Personal information
- Born: 5 February 1976 (age 50) Newcastle, New South Wales
- Listed height: 6 ft 7+1⁄2 in (2.02 m)
- Listed weight: 236 lb (107 kg)

Career information
- Playing career: 1996–2010
- Position: Forward

Career history
- 1996–1997: Newcastle Falcons
- 1998–2000: Sydney Kings
- 2000–2007: West Sydney Razorbacks
- 2004: Hawke's Bay Hawks
- 2005: Otago Nuggets
- 2007–2009: Gold Coast Blaze
- 2009–2010: Maitland Mustangs

Career highlights
- NBL Rookie of the Year (1996);

= Scott McGregor (basketball) =

Australian basketball player

Scott McGregor (born 5 February 1976) is an Australian former professional basketball player.

Born in Newcastle, New South Wales, McGregor attended the Australian Institute of Sport from 1994 to 1995.

He began his NBL career with the Newcastle Falcons, where he won the NBL Rookie of the Year award. In 1997, McGregor played in the Australian Under 22's team that won a gold medal in the FIBA World Championships in Melbourne. McGregor was one of many future NBL stars, including Chris Anstey, Sam Mackinnon and Frank Drmic, to suit up in the team. After the 1997 NBL season, McGregor moved to the Sydney Kings where he would play until 2000, making the switch to Sydney's cross-town rivals.
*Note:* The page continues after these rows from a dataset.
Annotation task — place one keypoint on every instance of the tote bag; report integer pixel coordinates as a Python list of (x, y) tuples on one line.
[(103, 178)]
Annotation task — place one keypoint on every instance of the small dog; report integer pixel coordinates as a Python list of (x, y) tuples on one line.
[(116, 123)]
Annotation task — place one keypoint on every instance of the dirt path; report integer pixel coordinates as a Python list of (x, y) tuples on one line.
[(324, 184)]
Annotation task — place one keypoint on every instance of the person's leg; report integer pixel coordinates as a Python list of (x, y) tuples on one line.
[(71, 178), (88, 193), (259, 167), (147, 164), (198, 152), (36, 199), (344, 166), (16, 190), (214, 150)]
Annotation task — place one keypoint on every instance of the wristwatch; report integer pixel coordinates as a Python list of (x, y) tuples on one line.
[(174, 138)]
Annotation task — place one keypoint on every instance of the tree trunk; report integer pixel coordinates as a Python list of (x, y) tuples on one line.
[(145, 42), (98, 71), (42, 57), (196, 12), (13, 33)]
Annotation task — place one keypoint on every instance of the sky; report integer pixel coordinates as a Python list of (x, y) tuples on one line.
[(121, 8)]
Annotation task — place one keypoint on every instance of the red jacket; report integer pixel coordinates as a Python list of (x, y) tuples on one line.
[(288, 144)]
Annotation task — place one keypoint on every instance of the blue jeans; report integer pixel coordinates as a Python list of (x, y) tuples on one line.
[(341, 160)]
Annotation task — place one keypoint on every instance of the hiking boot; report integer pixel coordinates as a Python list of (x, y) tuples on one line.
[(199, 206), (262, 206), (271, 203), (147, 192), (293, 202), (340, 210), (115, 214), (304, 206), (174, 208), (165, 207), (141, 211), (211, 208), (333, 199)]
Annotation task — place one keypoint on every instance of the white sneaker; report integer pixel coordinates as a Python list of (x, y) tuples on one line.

On 5 April 2007, McGregor left the struggling Razorbacks to become the first player signed by the Gold Coast Blaze.

Since leaving the NBL in 2009, he has played in the Waratah League and the Queensland Basketball League. He retired in 2010.

In 2026, McGregor served as an assistant coach for the Gold Coast Rollers men's team in the NBL1 North. At the 2026 NBL1 National Finals, the Rollers reached the championship game, where they defeated the Forestville Eagles 70–67 in overtime to win the NBL1 National championship.